Sunday, 2 September 2007

The Oiks 1 HSBC 0

An interesting example of the exercise of people power has come to light over the past couple of weeks. It concerns a disagreement between the banking giant HSBC and a number of their student and graduate customers. For a number of years, as an inducement for students to open an account with the bank, it has offered a facility whereby overdrafts run up whilst at college – up to a limit of about £1,500 to £2,000 – are left as interest free loans for a short period after graduation – generally no longer than two years.

This is part of a tactic to attract the custom of graduates, who, over the course of a lifetime, are unlikely to change banks and who are likely to generate a stream of profitable business for the bank (checking accounts, mortgages, insurance, pensions, savings, investments, wills & trusts, and so on). It is a common marketing tactic amongst the UK retail banks.

In July, the HSBC announced that it was to withdraw the facility with immediate effect, even for existing customers who had opened accounts on the understanding that there would be a facility after graduation, and who had relied upon that inducement in placing their business with the HSBC to begin with. The story came to our attention through a report in the Guardian (read report).

The student body, galvanised by the National Union of Students, and using Facebook as an organising vehicle, planned a campaign to protest against this unilateral change in their banking arrangements. The idea was to use the smart mob to clog up the banking facilities of the HSBC in selected cities across the UK. The protest would be non-violent, and would consist of several hundred students all turning up at a selected branch, at the same time, and querying the notice of charges sent to them as customers. It would generate a fair deal of negative publicity – particularly as the HSBC brands itself in the UK as ‘the listening bank’.

In the face of this, according to the Guardian (read report) the HSBC has relented and has scrapped the plans. The NUS are claiming this as a major victory of the small guy against the corporate world (see link). This may be a bit of an exaggeration, but the tenor of the claim is in the right direction.

In the UK, for many years, the retail banks have treated their customers with complete contempt. They realise that, in modern society, not to have a bank account is to become a non-person, who cannot be paid a salary and who cannot receive state benefits. The banks are in an oligopolistic position, and it is often alleged that they abuse this market power to the detriment of their customers. Indeed, there are now so many cases before the courts where customers are suing their banks for alleged unfair and illegal bank charges, that the judiciary are complaining about how the volume of cases is starting to paralyse the Small Claims Courts.

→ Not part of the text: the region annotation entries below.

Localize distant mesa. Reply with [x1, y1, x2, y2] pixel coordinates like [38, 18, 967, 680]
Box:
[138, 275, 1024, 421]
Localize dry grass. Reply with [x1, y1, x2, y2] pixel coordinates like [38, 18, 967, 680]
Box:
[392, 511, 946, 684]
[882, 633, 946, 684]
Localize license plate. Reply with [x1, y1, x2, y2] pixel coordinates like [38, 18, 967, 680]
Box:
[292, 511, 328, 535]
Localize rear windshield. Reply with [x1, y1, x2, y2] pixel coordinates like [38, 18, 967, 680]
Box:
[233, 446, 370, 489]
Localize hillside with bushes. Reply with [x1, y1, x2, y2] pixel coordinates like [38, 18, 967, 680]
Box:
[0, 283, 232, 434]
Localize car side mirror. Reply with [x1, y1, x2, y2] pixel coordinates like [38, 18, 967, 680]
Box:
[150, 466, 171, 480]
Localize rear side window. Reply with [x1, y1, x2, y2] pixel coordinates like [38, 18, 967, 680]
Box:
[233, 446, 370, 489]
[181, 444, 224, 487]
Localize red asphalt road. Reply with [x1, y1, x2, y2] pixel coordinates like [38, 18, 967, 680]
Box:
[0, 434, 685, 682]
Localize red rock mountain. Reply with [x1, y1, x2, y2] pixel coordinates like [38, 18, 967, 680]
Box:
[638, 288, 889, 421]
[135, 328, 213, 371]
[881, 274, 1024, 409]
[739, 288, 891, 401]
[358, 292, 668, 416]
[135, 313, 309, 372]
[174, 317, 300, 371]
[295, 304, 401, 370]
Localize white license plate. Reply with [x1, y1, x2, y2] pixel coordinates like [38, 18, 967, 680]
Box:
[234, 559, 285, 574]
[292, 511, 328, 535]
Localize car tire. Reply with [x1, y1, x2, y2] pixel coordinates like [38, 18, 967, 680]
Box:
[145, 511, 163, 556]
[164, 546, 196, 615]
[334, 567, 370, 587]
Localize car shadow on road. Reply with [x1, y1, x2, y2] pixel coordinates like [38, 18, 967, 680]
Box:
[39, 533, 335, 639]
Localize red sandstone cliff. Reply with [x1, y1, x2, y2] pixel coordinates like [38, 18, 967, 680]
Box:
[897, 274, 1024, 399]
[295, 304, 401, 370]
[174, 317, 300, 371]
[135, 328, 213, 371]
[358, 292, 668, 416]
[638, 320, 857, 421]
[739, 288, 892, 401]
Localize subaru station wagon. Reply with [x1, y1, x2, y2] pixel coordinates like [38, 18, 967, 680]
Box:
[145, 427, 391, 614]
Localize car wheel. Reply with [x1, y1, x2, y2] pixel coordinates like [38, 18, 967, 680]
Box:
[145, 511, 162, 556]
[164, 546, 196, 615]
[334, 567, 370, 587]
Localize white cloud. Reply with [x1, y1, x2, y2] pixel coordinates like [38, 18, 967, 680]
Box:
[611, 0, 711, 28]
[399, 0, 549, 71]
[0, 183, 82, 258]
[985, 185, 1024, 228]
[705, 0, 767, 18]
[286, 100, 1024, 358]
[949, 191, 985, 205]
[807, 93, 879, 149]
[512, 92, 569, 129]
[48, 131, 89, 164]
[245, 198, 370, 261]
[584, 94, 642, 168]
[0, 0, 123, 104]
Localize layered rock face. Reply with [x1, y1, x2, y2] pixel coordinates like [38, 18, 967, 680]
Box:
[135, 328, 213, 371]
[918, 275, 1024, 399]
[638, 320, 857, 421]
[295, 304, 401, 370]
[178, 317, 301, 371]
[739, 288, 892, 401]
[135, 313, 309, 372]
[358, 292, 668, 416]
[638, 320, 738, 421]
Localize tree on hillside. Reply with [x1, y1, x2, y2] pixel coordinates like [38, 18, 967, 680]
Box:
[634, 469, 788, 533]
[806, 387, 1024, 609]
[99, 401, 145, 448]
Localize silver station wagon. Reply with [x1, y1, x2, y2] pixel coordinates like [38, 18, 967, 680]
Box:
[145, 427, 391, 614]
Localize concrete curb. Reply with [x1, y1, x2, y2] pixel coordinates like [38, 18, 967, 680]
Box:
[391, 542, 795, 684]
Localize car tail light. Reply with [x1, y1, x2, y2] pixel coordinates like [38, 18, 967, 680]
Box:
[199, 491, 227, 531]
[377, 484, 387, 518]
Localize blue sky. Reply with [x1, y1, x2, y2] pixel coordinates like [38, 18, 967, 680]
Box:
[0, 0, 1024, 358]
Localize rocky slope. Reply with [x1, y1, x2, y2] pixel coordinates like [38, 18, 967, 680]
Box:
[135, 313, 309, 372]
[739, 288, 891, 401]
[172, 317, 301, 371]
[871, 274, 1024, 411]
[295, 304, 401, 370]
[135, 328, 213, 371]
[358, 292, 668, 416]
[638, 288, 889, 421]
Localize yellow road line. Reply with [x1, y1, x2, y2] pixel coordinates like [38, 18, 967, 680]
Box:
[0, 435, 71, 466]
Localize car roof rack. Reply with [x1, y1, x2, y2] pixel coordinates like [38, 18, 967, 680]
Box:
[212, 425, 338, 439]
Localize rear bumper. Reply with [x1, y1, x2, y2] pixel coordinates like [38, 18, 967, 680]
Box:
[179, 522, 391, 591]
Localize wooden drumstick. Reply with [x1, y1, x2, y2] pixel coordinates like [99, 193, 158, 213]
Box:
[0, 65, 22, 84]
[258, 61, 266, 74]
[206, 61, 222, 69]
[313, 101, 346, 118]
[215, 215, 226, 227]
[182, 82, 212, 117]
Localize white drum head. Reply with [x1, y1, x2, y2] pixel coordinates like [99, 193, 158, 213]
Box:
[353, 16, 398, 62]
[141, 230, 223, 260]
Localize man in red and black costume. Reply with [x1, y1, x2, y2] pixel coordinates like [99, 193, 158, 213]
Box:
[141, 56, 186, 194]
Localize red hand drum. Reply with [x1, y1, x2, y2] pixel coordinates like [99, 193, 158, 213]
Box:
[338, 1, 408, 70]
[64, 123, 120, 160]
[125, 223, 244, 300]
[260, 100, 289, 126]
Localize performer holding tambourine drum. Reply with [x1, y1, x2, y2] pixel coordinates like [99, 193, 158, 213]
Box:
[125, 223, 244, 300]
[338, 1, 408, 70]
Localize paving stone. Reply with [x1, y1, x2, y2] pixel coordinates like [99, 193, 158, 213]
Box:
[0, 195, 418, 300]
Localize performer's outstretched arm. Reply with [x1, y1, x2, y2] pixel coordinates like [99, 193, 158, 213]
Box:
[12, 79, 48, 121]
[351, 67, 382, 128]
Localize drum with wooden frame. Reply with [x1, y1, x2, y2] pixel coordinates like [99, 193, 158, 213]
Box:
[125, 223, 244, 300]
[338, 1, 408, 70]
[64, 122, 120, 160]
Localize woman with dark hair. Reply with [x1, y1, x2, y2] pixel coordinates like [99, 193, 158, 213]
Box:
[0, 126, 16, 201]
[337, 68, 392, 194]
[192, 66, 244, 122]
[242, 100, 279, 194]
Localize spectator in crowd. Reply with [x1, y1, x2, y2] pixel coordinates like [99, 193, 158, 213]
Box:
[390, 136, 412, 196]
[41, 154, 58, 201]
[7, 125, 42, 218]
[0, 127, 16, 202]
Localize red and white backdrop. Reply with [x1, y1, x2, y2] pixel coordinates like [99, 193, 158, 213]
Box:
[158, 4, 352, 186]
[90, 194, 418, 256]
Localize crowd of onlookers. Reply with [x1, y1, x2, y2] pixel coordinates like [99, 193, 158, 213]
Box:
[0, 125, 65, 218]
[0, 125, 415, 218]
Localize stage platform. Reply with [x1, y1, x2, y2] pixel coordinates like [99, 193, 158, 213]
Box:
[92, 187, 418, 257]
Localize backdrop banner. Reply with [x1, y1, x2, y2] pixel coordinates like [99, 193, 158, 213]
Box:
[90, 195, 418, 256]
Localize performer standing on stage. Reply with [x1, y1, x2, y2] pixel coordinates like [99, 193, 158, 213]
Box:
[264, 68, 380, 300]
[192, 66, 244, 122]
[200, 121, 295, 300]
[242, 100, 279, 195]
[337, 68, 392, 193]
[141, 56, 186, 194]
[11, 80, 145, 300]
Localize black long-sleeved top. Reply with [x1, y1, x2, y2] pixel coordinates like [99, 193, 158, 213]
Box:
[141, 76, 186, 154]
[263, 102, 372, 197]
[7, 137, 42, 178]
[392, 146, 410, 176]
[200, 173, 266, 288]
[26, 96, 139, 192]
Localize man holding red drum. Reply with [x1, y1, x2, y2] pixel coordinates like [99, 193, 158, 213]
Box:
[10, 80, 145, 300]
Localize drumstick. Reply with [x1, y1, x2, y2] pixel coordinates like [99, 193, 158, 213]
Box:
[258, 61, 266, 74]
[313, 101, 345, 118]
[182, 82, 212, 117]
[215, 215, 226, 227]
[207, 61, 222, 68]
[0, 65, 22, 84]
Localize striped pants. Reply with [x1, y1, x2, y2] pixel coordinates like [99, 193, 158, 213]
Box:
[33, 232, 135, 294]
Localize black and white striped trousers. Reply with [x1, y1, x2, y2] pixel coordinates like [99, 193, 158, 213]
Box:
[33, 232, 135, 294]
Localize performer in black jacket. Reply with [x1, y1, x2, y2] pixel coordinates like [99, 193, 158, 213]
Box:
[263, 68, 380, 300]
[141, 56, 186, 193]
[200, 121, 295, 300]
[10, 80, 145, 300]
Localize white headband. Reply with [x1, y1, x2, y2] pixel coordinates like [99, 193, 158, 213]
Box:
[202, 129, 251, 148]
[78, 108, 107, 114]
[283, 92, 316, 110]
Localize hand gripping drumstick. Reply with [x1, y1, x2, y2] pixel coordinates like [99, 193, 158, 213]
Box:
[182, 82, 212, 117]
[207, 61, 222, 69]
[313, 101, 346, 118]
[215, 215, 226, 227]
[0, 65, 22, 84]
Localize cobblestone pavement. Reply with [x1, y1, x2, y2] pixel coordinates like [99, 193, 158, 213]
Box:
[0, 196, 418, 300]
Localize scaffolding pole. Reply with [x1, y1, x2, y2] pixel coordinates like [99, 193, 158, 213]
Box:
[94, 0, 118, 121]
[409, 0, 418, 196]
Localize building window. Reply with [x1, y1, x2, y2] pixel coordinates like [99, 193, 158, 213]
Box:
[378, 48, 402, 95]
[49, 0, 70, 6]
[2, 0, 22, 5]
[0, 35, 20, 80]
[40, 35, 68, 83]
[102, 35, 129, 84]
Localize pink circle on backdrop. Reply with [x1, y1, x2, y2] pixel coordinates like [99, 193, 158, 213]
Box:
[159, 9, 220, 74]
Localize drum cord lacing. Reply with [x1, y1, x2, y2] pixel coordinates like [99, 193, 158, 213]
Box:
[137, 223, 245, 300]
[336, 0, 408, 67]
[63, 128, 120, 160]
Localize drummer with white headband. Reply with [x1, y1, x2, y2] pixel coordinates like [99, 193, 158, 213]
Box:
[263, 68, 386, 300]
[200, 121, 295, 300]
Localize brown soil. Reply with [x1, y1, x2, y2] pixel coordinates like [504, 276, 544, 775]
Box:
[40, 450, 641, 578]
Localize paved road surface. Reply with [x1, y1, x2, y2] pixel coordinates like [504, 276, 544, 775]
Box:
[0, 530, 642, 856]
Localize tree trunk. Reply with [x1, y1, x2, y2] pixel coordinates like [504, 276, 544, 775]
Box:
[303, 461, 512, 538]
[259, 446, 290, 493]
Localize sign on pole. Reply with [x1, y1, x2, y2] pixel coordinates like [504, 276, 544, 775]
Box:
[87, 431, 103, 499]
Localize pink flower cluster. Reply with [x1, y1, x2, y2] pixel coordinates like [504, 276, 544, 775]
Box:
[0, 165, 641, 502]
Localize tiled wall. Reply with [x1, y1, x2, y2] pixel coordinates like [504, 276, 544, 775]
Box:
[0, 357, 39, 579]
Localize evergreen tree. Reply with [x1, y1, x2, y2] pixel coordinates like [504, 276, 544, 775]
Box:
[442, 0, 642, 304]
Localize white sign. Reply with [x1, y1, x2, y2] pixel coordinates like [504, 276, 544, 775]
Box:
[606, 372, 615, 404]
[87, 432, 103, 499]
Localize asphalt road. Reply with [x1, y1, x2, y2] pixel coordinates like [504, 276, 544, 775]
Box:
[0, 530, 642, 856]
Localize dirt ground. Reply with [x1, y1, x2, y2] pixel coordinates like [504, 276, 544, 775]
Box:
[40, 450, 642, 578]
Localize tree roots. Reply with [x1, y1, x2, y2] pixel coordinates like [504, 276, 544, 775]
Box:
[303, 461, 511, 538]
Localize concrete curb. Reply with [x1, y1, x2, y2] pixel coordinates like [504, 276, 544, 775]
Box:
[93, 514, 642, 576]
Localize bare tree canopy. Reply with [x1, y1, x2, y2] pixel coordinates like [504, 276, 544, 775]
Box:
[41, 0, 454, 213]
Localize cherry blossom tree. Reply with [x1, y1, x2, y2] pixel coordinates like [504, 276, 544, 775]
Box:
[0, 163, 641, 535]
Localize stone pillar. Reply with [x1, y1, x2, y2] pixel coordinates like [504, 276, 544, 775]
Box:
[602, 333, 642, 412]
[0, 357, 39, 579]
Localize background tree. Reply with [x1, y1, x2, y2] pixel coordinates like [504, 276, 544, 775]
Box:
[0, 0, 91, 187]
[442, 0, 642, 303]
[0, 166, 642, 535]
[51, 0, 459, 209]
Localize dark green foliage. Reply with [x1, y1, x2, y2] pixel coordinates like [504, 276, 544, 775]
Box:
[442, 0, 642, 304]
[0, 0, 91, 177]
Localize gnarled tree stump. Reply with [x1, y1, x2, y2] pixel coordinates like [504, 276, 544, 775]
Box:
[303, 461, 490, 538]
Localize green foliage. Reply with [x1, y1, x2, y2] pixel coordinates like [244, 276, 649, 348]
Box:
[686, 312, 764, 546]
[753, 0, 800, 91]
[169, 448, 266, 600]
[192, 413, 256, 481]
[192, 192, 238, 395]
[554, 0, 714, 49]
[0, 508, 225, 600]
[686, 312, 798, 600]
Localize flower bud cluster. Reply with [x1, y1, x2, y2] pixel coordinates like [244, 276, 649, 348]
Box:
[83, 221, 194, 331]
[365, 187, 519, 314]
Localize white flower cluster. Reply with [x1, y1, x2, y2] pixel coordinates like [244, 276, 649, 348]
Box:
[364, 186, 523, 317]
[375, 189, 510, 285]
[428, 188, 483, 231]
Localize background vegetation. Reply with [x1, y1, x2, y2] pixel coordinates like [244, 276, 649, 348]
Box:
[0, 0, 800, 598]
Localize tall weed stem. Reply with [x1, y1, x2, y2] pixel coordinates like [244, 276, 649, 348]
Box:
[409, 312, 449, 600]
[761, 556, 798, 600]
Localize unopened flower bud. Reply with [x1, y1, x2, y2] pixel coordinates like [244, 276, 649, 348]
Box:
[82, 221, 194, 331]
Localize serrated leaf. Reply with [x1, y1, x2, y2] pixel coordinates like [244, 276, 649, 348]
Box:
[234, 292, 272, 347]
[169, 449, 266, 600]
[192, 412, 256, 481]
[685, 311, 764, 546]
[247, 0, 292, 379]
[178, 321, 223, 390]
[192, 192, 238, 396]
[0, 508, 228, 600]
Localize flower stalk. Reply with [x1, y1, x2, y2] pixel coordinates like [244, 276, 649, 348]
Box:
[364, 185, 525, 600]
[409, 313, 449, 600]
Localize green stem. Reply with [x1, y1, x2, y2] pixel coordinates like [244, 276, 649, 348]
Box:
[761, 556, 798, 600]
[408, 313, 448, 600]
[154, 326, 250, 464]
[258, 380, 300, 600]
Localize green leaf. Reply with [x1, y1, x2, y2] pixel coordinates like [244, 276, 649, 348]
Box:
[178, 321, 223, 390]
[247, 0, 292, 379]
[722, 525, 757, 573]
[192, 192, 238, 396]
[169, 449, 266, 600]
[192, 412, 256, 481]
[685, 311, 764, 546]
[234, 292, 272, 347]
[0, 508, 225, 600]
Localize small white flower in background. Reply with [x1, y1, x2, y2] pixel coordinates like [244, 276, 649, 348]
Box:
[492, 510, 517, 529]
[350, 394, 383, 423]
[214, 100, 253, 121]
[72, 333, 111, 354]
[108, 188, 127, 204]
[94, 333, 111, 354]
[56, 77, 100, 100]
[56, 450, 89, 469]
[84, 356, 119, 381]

We see this as part of a longer trend – one that large corporations need to heed. The communications revolution and the internet have delivered a vehicle to activists to organise a campaign against companies. Turning this around, as a futurist, we now ask companies what they would do if 80% of their customers turned up to their outlets at the same time, on the same day, to complain about poor service or to return allegedly faulty goods. Or to call the Chairman’s office, or the company’s auditors, or the company’s bankers, and so on. The new technologies have given the customer a new voice.

I wonder how many organisations plan for this Wild Card.